Here are some others that are worth a read:
- Driving Technical Change by Terrance Ryan. Awesome little book on common personalities within most technology organizations and how to deal with them. This helped me out more than I expected.
- PeopleWare by Tom DeMarco and Tim Lister. A classic on managing engineering organizations. A bit dated, but still relevant.
- Time Management for System Administrators by Tom Limoncelli from Stack Overflow. While this is heavily geared towards sysadmins, it provides great insight into the life of a systems administrator at most large organizations. If you want to learn more about the war between sysadmins and developers, this book might explain more.
- The Lean Startup by Eric Ries. Describes how Eric’s 3D avatar company, IMVU, discovered how to work lean, fail fast and find profit faster. Lean Enterprise by Jez Humble and friends is an adaption of this book for the enterprise. Both are great reads and do a good job of explaining the business motivation behind DevOps.

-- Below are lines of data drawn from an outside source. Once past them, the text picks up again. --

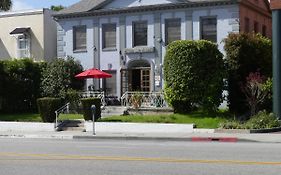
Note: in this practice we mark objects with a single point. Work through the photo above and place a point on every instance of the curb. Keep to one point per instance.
(143, 138)
(130, 138)
(214, 139)
(183, 139)
(34, 136)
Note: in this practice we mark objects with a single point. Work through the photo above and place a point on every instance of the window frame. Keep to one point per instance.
(264, 30)
(134, 23)
(26, 39)
(167, 20)
(256, 27)
(202, 30)
(247, 25)
(81, 48)
(108, 26)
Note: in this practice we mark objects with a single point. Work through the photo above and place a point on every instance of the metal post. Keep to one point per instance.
(93, 108)
(276, 54)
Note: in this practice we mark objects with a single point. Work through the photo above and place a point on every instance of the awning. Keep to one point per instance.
(21, 30)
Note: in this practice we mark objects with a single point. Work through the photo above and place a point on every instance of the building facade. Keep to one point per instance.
(30, 33)
(128, 38)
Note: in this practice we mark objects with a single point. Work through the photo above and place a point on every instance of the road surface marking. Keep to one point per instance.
(108, 158)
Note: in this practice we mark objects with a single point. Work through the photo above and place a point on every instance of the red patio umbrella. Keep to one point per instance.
(93, 73)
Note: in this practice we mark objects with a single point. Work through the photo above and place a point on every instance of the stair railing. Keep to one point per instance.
(64, 108)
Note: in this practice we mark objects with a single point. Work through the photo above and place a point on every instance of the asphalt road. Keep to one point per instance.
(113, 157)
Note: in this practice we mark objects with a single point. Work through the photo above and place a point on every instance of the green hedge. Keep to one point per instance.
(86, 105)
(47, 107)
(19, 85)
(194, 72)
(245, 53)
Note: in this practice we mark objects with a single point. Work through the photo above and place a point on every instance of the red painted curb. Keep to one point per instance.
(214, 139)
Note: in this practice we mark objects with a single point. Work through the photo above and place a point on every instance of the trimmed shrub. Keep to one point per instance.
(47, 107)
(193, 74)
(59, 76)
(86, 105)
(234, 124)
(245, 53)
(262, 120)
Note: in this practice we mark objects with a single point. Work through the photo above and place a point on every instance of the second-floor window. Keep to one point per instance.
(140, 33)
(172, 30)
(256, 27)
(209, 28)
(109, 36)
(79, 38)
(247, 25)
(23, 46)
(264, 30)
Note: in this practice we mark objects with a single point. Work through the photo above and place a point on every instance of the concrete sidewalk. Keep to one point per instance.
(131, 131)
(196, 136)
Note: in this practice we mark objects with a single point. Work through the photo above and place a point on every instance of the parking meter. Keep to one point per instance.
(93, 108)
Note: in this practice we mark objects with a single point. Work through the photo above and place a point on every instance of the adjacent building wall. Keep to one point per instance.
(50, 35)
(11, 20)
(255, 10)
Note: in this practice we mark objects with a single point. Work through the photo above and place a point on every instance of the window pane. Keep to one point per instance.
(22, 44)
(172, 30)
(110, 83)
(264, 30)
(209, 29)
(79, 36)
(256, 27)
(247, 25)
(140, 33)
(109, 35)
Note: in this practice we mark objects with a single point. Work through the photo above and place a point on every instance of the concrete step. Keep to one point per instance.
(113, 110)
(72, 125)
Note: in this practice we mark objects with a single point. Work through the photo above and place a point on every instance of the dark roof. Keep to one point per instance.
(84, 6)
(20, 30)
(94, 7)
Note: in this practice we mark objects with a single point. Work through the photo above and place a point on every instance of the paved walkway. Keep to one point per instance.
(196, 136)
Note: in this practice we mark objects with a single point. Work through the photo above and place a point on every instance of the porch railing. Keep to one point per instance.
(148, 99)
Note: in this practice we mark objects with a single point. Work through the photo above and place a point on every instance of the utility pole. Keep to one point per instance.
(276, 53)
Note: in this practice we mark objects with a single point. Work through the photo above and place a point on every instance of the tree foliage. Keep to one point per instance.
(245, 53)
(59, 76)
(194, 72)
(5, 5)
(57, 8)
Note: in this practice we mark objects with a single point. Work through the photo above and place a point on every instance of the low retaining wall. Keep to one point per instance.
(26, 126)
(139, 127)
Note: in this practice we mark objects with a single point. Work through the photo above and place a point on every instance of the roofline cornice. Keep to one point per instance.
(145, 9)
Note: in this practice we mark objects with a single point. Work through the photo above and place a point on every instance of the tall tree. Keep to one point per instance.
(5, 5)
(57, 8)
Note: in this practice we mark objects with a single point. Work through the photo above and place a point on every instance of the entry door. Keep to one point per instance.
(145, 80)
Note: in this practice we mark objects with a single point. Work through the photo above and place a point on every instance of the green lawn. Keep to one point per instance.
(201, 120)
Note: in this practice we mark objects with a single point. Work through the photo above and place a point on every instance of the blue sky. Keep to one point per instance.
(35, 4)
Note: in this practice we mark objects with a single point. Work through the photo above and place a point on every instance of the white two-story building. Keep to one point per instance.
(128, 38)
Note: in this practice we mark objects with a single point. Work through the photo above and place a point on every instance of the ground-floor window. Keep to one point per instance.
(135, 79)
(109, 84)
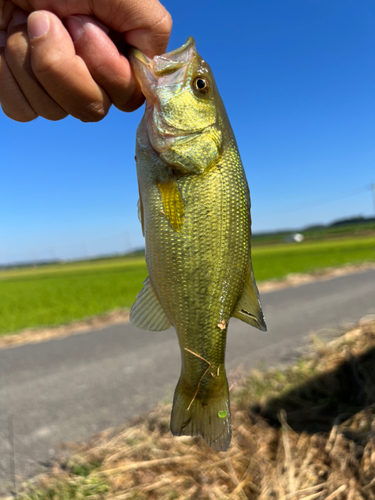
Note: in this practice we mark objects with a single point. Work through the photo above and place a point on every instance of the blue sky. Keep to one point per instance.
(297, 78)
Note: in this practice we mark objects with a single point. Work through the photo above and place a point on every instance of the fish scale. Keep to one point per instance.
(195, 214)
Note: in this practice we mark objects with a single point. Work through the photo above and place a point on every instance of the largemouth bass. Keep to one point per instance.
(194, 207)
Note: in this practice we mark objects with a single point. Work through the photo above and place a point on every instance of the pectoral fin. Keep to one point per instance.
(172, 203)
(147, 312)
(248, 307)
(195, 154)
(141, 214)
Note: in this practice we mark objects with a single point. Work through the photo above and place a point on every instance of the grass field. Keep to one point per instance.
(52, 295)
(302, 432)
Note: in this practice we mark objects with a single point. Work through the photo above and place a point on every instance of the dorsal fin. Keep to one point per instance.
(248, 307)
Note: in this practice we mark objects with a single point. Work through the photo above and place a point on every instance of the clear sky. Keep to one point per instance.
(298, 81)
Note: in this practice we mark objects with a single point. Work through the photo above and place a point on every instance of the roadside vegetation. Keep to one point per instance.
(303, 432)
(51, 295)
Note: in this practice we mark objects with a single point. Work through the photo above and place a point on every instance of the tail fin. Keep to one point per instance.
(209, 418)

- Infrastructure As Code by our very own Kief Morris. Awesome primer on, well, infrastructure as code! Does a great job of describing why it’s essential for any business to adopt this for their infrastructure.
- Site Reliability Engineering by Betsy Beyer, Chris Jones and others. A book explaining how Google does SRE, or also known as “DevOps before DevOps was a thing.” Provides interesting opinions on how to handle uptime, latency and keeping engineers happy.
Technical BooksIf you’re looking for books that’ll take you straight to code, you’ve come to the right section.
- TCP/IP Illustrated by the late W. Richard Stevens. This is the classic (and, arguably, complete) tome on the fundamental networking protocols, with special emphasis on TCP/IP. If you’ve heard of Layers 1, 2, 3 and 4 and are interested in learning more, you’ll need this book.
- UNIX and Linux System Administration Handbook by Ben Whaley and Evi Nemeth. A great primer into how Linux and UNIX works and how to navigate around them.
- Learn Windows Powershell In A Month of Lunches by Don Jones and Jeffrey Hicks. If you’re doing anything automated with Windows, you will need to learn how to use Powershell. This is the book that will help you do that. Don Jones is a well-known MVP in this space.
- Practically anything by James Turnbull. He puts out great technical primers on popular DevOps-related tools.
Disclaimer: The statements and opinions expressed in this article are those of the author(s) and do not necessarily reflect the positions of Thoughtworks.